L’enquête avance autour de l’incendie de la tour Grenfeel de Londres qui a fait au moins 79 morts le 14 juin dernier. «Nous avons désormais une preuve d’expertise que le feu n’a pas été allumé volontairement», a déclaré vendredi Scotland Yard.

L’incendie qui a ravagé le 14 juin la tour Grenfell de Londres, faisant au moins 79 morts, est parti d’un réfrigérateur défaillant, a annoncé vendredi Scotland Yard. Les plaques d’isolation de l’immeuble qui ne répondaient pas aux normes anti-incendie sont également mises en cause.

Le modèle de réfrigérateur pointé du doigt, de marque Hotpoint, n’a fait l’objet d’aucun rappel pour un quelconque défaut de fabrication, a précisé Fiona McCormack, commissaire de police. Le fabricant de l’appareil électroménager est en train de procéder à de nouveaux tests sur le modèle incriminé.

 «Nous avons désormais une preuve d’expertise que le feu n’a pas été allumé volontairement», a-t-elle déclaré.

Les enquêteurs ont par ailleurs établi que les isolants et les tuiles de revêtement utilisés dans la tour avaient échoué à tous les tests de protection incendie.

«Des essais préliminaires montrent que les échantillons d’isolant récupérés sur la tour Grenfell ont rapidement pris feu après le début du test», a dit la commissaire McCormack.

L’homicide volontaire envisagé

Lors de son allocution vendredi à la presse, Fiona McCormack a expliqué que si l’enquête a révélé que l’incendie n’a pas été déclenché délibérément, la possibilité d’une inculpation pour homicide involontaire n’était pas écartée.

«Compte tenu de l’ampleur du nombre de décès, nous envisageons (de retenir) l’homicide volontaire ainsi que des infractions pénales et des infractions à la législation et aux réglementations», a-t-elle déclaré.

A ce stade, les autorités font état de 79 morts ou présumés tels. Mais le bilan pourrait encore s’alourdir. L’incendie, la pire catastrophe du genre depuis la Seconde Guerre mondiale en Grande-Bretagne, s’est produit dans la nuit du 13 au 14 juin. Les flammes se sont rapidement propagées aux 24 étages de cet immeuble de logements sociaux du quartier de Kensington-Chelsea, dans l’ouest de Londres, piégeant de nombreux locataires à l’intérieur.

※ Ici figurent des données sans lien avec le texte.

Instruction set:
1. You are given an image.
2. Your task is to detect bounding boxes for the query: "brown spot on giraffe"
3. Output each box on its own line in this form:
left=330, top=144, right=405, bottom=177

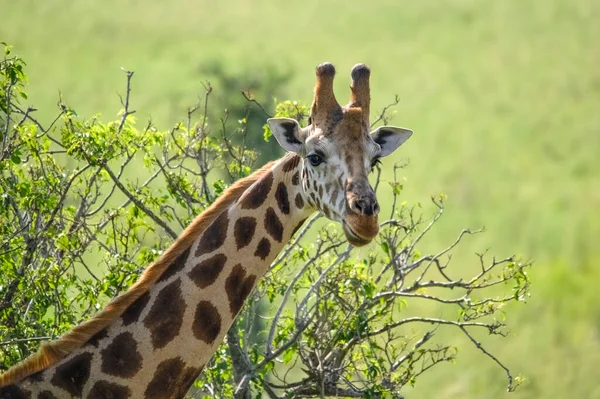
left=233, top=216, right=256, bottom=249
left=188, top=254, right=227, bottom=288
left=144, top=357, right=200, bottom=399
left=225, top=264, right=256, bottom=317
left=294, top=193, right=304, bottom=209
left=330, top=190, right=338, bottom=205
left=275, top=182, right=290, bottom=215
left=50, top=352, right=92, bottom=397
left=100, top=332, right=143, bottom=378
left=87, top=328, right=108, bottom=348
left=196, top=210, right=229, bottom=256
left=0, top=385, right=31, bottom=399
left=27, top=370, right=45, bottom=382
left=192, top=301, right=221, bottom=345
left=121, top=292, right=150, bottom=326
left=87, top=380, right=131, bottom=399
left=254, top=238, right=271, bottom=260
left=240, top=171, right=273, bottom=209
left=144, top=279, right=186, bottom=349
left=265, top=207, right=283, bottom=242
left=292, top=219, right=306, bottom=236
left=158, top=247, right=192, bottom=282
left=282, top=155, right=301, bottom=173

Quelque 600 tours d’habitation en Angleterre ont un revêtement similaire à celui de la Grenfell Tower, mis en cause dans la propagation rapide de l’incendie, a annoncé jeudi le gouvernement britannique

Le revêtement en cause Le nouveau revêtement, installé en 2016, a été mis en cause dans cette propagation.

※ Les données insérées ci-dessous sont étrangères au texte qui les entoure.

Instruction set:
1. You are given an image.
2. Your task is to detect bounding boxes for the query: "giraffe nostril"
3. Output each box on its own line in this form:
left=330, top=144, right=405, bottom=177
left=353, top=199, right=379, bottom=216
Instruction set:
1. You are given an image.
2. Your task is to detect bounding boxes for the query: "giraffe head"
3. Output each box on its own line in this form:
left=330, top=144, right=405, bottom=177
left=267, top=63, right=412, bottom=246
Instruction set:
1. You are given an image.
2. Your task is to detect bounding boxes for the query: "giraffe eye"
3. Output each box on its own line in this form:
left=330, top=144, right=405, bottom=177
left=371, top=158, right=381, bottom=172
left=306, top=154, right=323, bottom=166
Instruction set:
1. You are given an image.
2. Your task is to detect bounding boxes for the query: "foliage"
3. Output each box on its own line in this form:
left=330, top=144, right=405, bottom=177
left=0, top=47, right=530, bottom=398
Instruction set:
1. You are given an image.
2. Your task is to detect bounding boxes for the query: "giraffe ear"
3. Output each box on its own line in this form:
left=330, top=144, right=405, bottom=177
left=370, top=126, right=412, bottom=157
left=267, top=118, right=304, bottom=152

«Nous allons examiner la construction du bâtiment, sa rénovation» et la manière dont le revêtement de la façade a été installé, a dit Mme McCormack.

Les panneaux d’isolation de ce revêtement étaient composés de polyéthylène (plastique), enchâssé entre deux couches d’aluminium, «très fines, d’environ 4 millimètres d’épaisseur», selon la société Harley Facade qui les a installés.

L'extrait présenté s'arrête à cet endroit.